Twelve routes from outer London into the centre will be developed, with the first two in place by next summer.
They will be wide lanes painted blue on major roads, and at least 1.5m wide.
One point five metres wide? There’s nothing remotely super about that. As has been well-established, cycle lanes narrower than two metres increase a cyclist's exposure to risk and would be better off not existing.

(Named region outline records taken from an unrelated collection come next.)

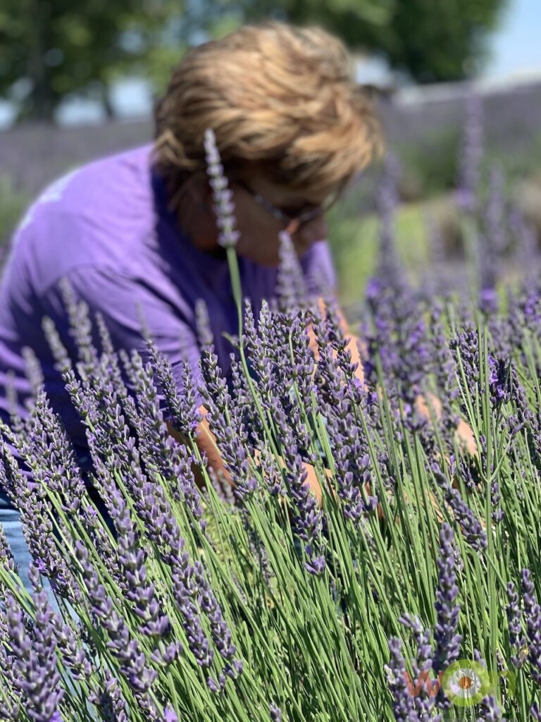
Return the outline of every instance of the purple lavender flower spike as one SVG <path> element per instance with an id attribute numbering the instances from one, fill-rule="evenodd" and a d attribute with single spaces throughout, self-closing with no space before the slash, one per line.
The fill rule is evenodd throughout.
<path id="1" fill-rule="evenodd" d="M 488 372 L 491 402 L 497 409 L 511 399 L 511 368 L 504 359 L 496 359 L 489 354 Z"/>
<path id="2" fill-rule="evenodd" d="M 224 166 L 216 145 L 214 131 L 205 131 L 205 152 L 206 154 L 207 174 L 214 199 L 214 212 L 216 225 L 219 229 L 218 243 L 224 248 L 235 245 L 239 233 L 235 230 L 234 203 L 233 193 L 227 187 L 227 179 L 224 175 Z"/>
<path id="3" fill-rule="evenodd" d="M 436 672 L 441 671 L 458 659 L 462 639 L 461 635 L 457 634 L 460 607 L 456 601 L 459 589 L 457 586 L 454 537 L 452 529 L 446 522 L 441 525 L 439 540 L 434 659 Z"/>
<path id="4" fill-rule="evenodd" d="M 519 605 L 519 595 L 514 584 L 509 582 L 506 588 L 508 604 L 506 605 L 509 644 L 514 651 L 511 658 L 513 665 L 520 669 L 527 658 L 527 640 L 522 630 L 522 613 Z"/>
<path id="5" fill-rule="evenodd" d="M 307 295 L 304 278 L 291 236 L 281 231 L 280 263 L 278 269 L 276 296 L 278 308 L 286 316 L 292 316 L 306 306 Z"/>
<path id="6" fill-rule="evenodd" d="M 478 717 L 477 722 L 506 722 L 505 718 L 501 716 L 501 710 L 496 697 L 487 695 L 481 700 L 480 706 L 483 710 L 483 716 Z"/>
<path id="7" fill-rule="evenodd" d="M 430 630 L 423 629 L 418 617 L 411 614 L 404 614 L 398 621 L 408 627 L 413 632 L 413 638 L 417 648 L 415 658 L 412 659 L 412 671 L 413 679 L 418 680 L 415 687 L 419 692 L 426 695 L 416 694 L 413 703 L 415 710 L 419 714 L 421 722 L 432 720 L 431 710 L 436 703 L 436 695 L 432 693 L 432 682 L 428 673 L 432 668 L 432 645 L 430 643 Z"/>
<path id="8" fill-rule="evenodd" d="M 35 578 L 35 569 L 29 574 Z M 13 658 L 20 672 L 17 686 L 25 697 L 27 710 L 35 722 L 50 722 L 63 697 L 56 671 L 56 642 L 47 592 L 34 596 L 35 624 L 33 639 L 25 628 L 23 613 L 11 593 L 6 592 L 7 627 Z"/>
<path id="9" fill-rule="evenodd" d="M 419 722 L 415 708 L 413 695 L 408 683 L 405 662 L 402 653 L 402 643 L 396 637 L 389 640 L 391 658 L 386 667 L 387 681 L 393 697 L 392 710 L 397 722 Z"/>
<path id="10" fill-rule="evenodd" d="M 137 695 L 144 695 L 152 687 L 157 676 L 155 669 L 147 666 L 144 653 L 136 639 L 131 638 L 129 627 L 115 609 L 113 600 L 107 596 L 97 573 L 89 560 L 88 551 L 75 542 L 75 552 L 82 567 L 92 612 L 107 630 L 107 646 L 120 663 L 120 671 Z"/>
<path id="11" fill-rule="evenodd" d="M 472 92 L 466 104 L 457 191 L 457 204 L 467 212 L 477 207 L 483 143 L 481 101 L 479 95 Z"/>
<path id="12" fill-rule="evenodd" d="M 159 352 L 154 342 L 148 341 L 147 347 L 154 373 L 163 389 L 172 425 L 177 431 L 193 438 L 201 421 L 201 414 L 197 406 L 190 365 L 186 361 L 181 362 L 182 385 L 179 391 L 169 359 Z"/>
<path id="13" fill-rule="evenodd" d="M 90 690 L 89 700 L 101 711 L 103 722 L 128 722 L 126 704 L 118 679 L 108 670 L 101 673 L 100 687 Z"/>
<path id="14" fill-rule="evenodd" d="M 170 705 L 167 705 L 164 710 L 163 722 L 178 722 L 178 718 Z"/>
<path id="15" fill-rule="evenodd" d="M 451 507 L 464 539 L 476 552 L 484 551 L 488 542 L 486 532 L 480 521 L 462 499 L 458 490 L 452 487 L 447 477 L 438 470 L 434 470 L 434 473 L 436 481 L 444 490 L 445 501 Z"/>
<path id="16" fill-rule="evenodd" d="M 268 711 L 272 722 L 282 722 L 282 710 L 276 703 L 270 703 Z"/>
<path id="17" fill-rule="evenodd" d="M 521 576 L 530 674 L 534 681 L 541 684 L 541 606 L 537 601 L 529 570 L 523 569 Z"/>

And this is very revealing, from the Mayor’s latest Greater London Assembly question time:
Question No: 2713 / 2009
Will road space be allocated to the cyclist from motorised traffic on your planned cycling Superhighways?
Answer from the Mayor:
Cycle Superhighways will be designed to minimise impacts on other road users, while ensuring the provision of safe and continuous routes for cyclists. The aim of the scheme is to increase the number of cyclists on London’s roads without adversely affecting traffic flows or traffic and bus journey times.
In other words, no.
Which is very interesting, as the London Borough of Waltham Forest is currently proposing a massive re-allocation of footway and carriageway space from the pedestrian and cyclist to the motorist, by way of creating hundreds of new on-street parking bays.
In short, car dependency and fossil fuel addiction continues to be fed and pampered at every level. London hasn’t even begun the process of moving towards the Copenhagen/Netherlands model and shows no sign of ever doing so. Instead all we get is spin, gimmickry and transport planning which continues to prioritise private car ownership and use over walking and cycling.